平成17年2月1日、旧・高岡郡葉山村、旧・東津野村が合併して新町「津野町」スタート。「平成の大合併」では県内3例目の新自治体で、17年2月1日時点の合併確定グループを含め、人口規模では最小の合併となった。
旧・葉山村地区は高知市から西へ約50キロの、緑豊かな山里。旧村の中央を最後にニホンカワウソが確認された場所として知られる新荘川が流れる。「葉山」の名はその新荘川に流れる数々の支流が、木の葉脈に似ていることから付けられた。姫野々には戦国時代の土佐の七守護の一人、津野氏のものとみられる城跡もあり、平成9年には城館付近から延長56メートルの堀や国産陶器などが多数発掘され話題となった。

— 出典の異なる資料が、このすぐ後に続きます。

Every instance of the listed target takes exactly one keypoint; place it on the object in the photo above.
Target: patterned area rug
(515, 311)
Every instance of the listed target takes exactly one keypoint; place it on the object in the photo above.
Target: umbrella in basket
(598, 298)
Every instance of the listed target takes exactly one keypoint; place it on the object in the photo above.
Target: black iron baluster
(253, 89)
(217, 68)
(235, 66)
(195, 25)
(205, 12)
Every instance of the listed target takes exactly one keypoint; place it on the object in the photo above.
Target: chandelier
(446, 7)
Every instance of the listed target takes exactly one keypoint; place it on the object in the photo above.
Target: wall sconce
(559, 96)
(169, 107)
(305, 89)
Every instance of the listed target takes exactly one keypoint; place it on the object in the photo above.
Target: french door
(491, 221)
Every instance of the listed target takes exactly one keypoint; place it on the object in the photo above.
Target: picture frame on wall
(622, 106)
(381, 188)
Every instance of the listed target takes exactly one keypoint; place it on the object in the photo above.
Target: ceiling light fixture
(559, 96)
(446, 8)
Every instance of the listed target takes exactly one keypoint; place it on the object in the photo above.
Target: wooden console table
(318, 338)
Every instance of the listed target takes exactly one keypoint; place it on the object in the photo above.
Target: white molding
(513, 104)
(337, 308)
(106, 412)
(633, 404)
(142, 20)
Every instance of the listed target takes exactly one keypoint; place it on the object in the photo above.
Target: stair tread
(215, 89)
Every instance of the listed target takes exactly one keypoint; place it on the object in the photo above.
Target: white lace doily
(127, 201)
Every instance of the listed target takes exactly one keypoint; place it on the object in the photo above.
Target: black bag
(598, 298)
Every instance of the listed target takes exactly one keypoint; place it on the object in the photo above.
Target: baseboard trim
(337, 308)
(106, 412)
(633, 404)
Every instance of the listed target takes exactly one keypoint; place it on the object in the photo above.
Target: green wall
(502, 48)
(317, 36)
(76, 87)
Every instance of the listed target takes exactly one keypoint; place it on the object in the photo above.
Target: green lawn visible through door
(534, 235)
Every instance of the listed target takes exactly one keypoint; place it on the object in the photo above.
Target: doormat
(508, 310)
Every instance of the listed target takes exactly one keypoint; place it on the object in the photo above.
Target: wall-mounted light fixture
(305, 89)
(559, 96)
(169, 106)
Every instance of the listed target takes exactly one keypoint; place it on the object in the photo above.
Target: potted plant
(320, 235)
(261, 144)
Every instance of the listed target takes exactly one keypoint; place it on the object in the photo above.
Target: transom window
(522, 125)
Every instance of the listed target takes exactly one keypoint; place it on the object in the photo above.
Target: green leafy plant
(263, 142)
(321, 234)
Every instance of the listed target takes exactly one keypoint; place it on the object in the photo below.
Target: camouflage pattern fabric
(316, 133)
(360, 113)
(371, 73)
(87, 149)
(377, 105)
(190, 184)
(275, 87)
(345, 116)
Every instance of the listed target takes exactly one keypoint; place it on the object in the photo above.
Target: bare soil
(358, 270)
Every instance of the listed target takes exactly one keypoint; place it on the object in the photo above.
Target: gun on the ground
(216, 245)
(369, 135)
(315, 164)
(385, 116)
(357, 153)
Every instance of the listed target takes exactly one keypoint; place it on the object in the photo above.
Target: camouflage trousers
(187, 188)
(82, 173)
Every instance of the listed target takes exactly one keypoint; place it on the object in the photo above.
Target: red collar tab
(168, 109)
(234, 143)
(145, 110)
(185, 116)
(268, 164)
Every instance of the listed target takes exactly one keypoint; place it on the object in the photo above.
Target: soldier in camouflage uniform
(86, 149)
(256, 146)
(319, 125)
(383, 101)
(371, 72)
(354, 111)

旧・東津野村地区は日本三大カルストの一つ、愛媛県境に広がる「四国カルスト」を仰ぐ地域。その一角にある天狗高原は、石灰石の奇岩やススキ原、放牧牛などとともに雄大な高原パノラマが楽しめ、親子連れやハイキング客に人気だ。さらに県内では貴重なスキー場もあり、冬には高知市などから大勢のファンが訪れる。豊かな自然とともに、神楽や茶堂など独自の文化や、「津野山古式神楽」、「花取り踊り」、「農村歌舞伎」などの民俗文化が現在まで受け継がれ、秋祭りやイベントで見る人を楽しませている。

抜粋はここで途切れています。